Befragt zur Auftragsvergabe verweist Jakl auf das Vergabegesetz und die ÖNORM: „Im Einheitspreisvertragsschema heißt das, dass die Auftraggeberseite etwa geologische Risiken tragen muss. Die ÖNORM beinhaltet auch Preisgleitklauseln. Von der Auftragnehmerseite werden dafür alle Personal-, Geräte- und Leistungsrisiken getragen.“
Sicherheit unter Tag
Bauen ohne Tageslicht und am Weg zum Mittelpunkt der Erde ist noch einmal etwas anderes als klassischer Tiefbau oder Hochbau. Dementsprechend hoch ist das Sicherheitskonzept für die rund 1000 Arbeiter, die auf allen Baulosen tätig sind. Noch bevor mit dem Bau begonnen wurde, überlegte man sich Konzepte für die Sicherheit. Laut Gesetz bedarf es eines sogenannten Sicherheits- und Gesundheitsschutzplan, in dem alle sicherheitsrelevanten Themen abgearbeitet werden. Das beginnt bei der Kommunikation und umfasst auch die ganzen Planungen mit den Einsatzkräften und die Einsatztaktik. Da sich der Tunnel laufend verändert und immer weiter gebaut wird, muss ständig nachgebessert werden.
Seitens der Kommunikation ist man auf unter Tag nicht von der Welt abgeschnitten. Über Digitalfunk (auch mit den Behörden) im Tunnel, Handys und ebenso ein kabelgebundenes Tunneltelefon lässt es sich miteinander sprechen. Wer in den Tunnel einfährt, muss Zutrittskontrollen passieren und wird mit einer Selbstretter-Ausrüstung ausgestattet.

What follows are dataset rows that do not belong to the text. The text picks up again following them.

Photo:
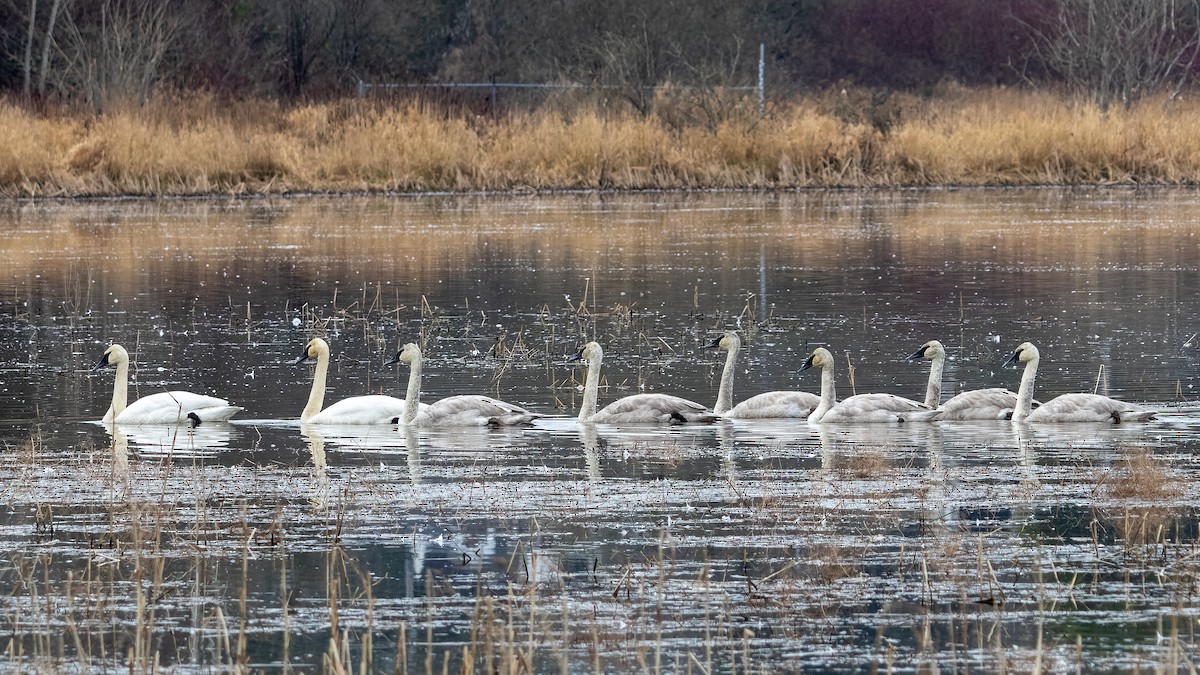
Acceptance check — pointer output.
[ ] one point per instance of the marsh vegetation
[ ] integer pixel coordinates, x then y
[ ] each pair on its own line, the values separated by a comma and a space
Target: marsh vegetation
749, 547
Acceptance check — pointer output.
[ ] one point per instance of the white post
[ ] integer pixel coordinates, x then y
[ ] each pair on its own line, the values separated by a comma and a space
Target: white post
762, 87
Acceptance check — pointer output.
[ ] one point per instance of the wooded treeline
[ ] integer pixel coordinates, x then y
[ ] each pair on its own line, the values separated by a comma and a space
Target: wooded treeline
101, 52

Die Sicherheitsvorkehrungen für die Mitarbeiter umfassen nicht nur Erste-Hilfe Ausbildung, sondern auch die Schulung in erweiterter Lösch-Hilfe. Der große Bereich des Arbeitnehmerschutzes betrifft auch die Baufirmen, von der persönlichen Schutzausrüstung angefangen bis zu Arbeiten in gefährlichen Bereichen.
Über Alarme wird informiert, wenn etwas passiert. Bei einem roten Alarm wird eine sofortige Evakuierung angeordnet. Ist dies nicht möglich, kommen die Selbstrettungscontainer zum Einsatz. Sie werden während der Bauzeit je nach Vortriebsstand in den entsprechenden Tunnelabschnitten nachzuführen. Die Container bieten im Notfall bis zu 20 Personen für 24 Stunden ausreichend Sauerstoff und eine Stromversorgung – bis die Rettungskette in Gang gesetzt ist und Hilfe beim Unglücksort eintrifft. „Wenn wir nicht mehr nach außen flüchten können, weil der Brand vielleicht auf dem Fluchtweg ist, dann rettet man sich da herunten in einen Rettungs-container“, erklärt BBT SE-Sprecher Andreas Ambrosi. Sobald die Türen von innen zugemacht werden, ist die Mannschaft im sicheren Bereich und wartet auf die Einsatzkräfte.